Common Core, the controversial learning standards that have been a point of contention since its inception in 2011, was brought into question at Carmel’s Board of Education meeting Tuesday night.

Members of the community spoke out urging the board to vote in favor of a resolution that would recommend the New York State Legislatuer discontinue the implementation of Common Core standards within the state. Despite public concern and a petition submitted by Trustee John Curzio with 490 signatures from high school students in favor ending Common Core, the board voted 4-3 against the resolution.

While Curzio said he strongly believes that curriculum and education policy are best left to the states and local school boards, School Board President Greg Riley, who voted against the resolution, believes the basic tenets of Common Core have merit, commending the district for building a successful program around the needs of students by using the foundational framework.

Common Core standards, put in place by the state, are a set of learning goals that outline the knowledge and skills students should gain throughout their K-12 education in order to graduate ready to succeed in entry-level careers, introductory academic college courses and workforce training programs.

Common Core is designed to provide a clear and consistent framework for educators in an attempt to fix the inconsistent academic standards throughout the country that can’t agree on what students should know and be able to do at each grade, advocates for the learning standards say.

“Familiarity has increased in each consecutive year with the adoption of new instructional materials and with students having received consecutive years of instruction under the Common Core learning standards,” Superintendent Andy Irvin said. “Standards and specifically high standards are good for education.”

But several parents and educators made their case to pass the resolution prior to the board’s paper-thin vote.

“I’ve been involved in fighting the Common Core for the past several years,” Patterson resident Andrew Falk said at the Feb. 7 meeting. “Voting for this resolution is a vote supporting the community that is against the Common Core.”

Anthony Cardinale, a third grade teacher at Kent Elementary School, stated parents and educators are concerned about state testing and graduation requirements due to the skill level being shifted down to earlier grades.

County officials even expressed their disapproval with Common Core.

“The goal of the educational system is to promote an individual initiative allowing children to become all that they are capable of becoming and not forcing conformity in their formative years,” County Executive MaryEllen Odell wrote in a letter addressed to the board.

Legislator Toni Addonizio agreed stressing the importance of bringing curriculum decisions back to a local level.

Trustee Michelle Yorio, who voted against the resolution, said the district has done exceptional work enhancing the curriculum with creative thinking, collaboration, and critical thinking while adhering to the guidelines set forth.

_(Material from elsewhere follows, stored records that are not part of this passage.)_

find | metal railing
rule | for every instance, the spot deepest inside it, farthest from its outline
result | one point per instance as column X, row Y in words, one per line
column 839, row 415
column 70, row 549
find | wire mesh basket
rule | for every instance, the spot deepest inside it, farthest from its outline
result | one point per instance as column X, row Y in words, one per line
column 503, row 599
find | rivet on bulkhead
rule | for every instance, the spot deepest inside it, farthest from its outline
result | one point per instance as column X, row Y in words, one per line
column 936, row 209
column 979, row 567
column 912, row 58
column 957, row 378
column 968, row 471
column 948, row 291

Board Vice President Heyam Nesheiwat, who voted for the resolution, said the negatives of Common Core outweigh the positives. She said she voted against Common Core because the “overwhelming local community response and national response, has been that common core needs to be removed and replaced with a better thought out and implemented approach.”

But despite mixed feelings throughout the board, they all agreed they voted for what they felt was best for the students.

“I do not agree with all the components of Common Core but to simply abolish it without providing our administrators, teachers and students with another plan that works does not make for a productive learning environment,” Trustee Tara DeTurris, who voted against the resolution, said. “Our schools promote consistency and until there is a better proposal on the table this is my course of action.”